With only three weeks to go to the planned date of the raid, Wallis asked Gibson if he and his boys could fly at the perilously low level of 60 feet. Gibson took a deep breath and promised that they would.

The final major problem to be solved was judging the distance at which the bomb had to be released to hit the dam exactly where it needed to be.
Once again the Royal Aircraft Establishment came up with the solution. They produced simple hand held Y-shaped wooden sights. The bomb aimer would simply look through an eyepiece at the base of the Y and when the two nails on the arms lined up with the towers on the dam, it was the correct range for releasing the weapon. This was about 400 - 450 yards (366-411 meters).

'Y' shaped bomb sight
'Y' shaped bomb sight

Establishing Range: How the bomb sight works

In practice, some of the bomb aimers found it very difficult to keep the aimer steady with one hand while the aircraft was bouncing around. Some aimers therefore devised their own means based on the same idea. These ideas generally involved marks on the clear vision panel in the nose and a piece of string to line up with the towers of the dam. It was a very simple idea involving basic mathematics, but it worked!

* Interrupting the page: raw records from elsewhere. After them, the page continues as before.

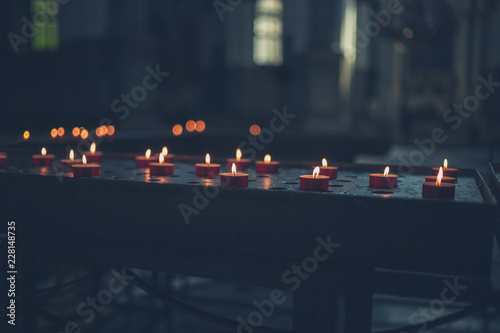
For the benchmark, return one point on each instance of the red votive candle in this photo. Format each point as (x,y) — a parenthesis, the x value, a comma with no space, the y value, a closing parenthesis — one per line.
(43,158)
(438,189)
(267,166)
(169,158)
(94,156)
(207,169)
(86,170)
(325,170)
(314,181)
(234,179)
(161,168)
(241,163)
(448,172)
(3,159)
(69,162)
(383,180)
(143,161)
(433,179)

Communication was going to be critical on the raid. The success of this mission in particular would depend upon not only the teamwork within each aircraft but also the whole squadron.
In a normal bomber stream, aircraft attacked in a conveyor belt system dropping their bombs almost simultaneously on a broad target. This raid relied upon individual precision attacks. Gibson would have to act as the master bomber calling each aircraft in one at a time, essentially co-ordinating the attack and making adjustments as required. Good air to air communication was therefore essential, but the standard R/T radio sets performed badly at low level at night. To solve the problem they fitted VHF sets normally used by fighter aircraft.

On May 11th 1943, just 5 days before the night of the attack, the squadron began training with actual Upkeep bombs at Reculver (although they were not actually filled with explosives). They were amazed to see the drums bouncing over the water right up to the beach. Still they did not know their targets! After seeing the weapon in operation, it reignited talk that the target was the Tirpitz or even U-boats.

While on training with real Upkeeps at Reculver, both Shannon and Maudslay damaged their Lancasters by dropping their bombs too low and being caught in a huge column of water thrown up after it hit the water. By the time the attack came five days later, Maudslay's aircraft could not be repaired and the attacking force was down to 19 aircraft from the 20 originally intended by Gibson. Gibson had picked 21 crews for the squadron, the 20 to fly and one reserve. Coincidently, both Divall and Wilson had sickness and their crews would not fly. This therefore left 19 aircraft and 19 crews. The attacking force had been determined out of Gibson's hands.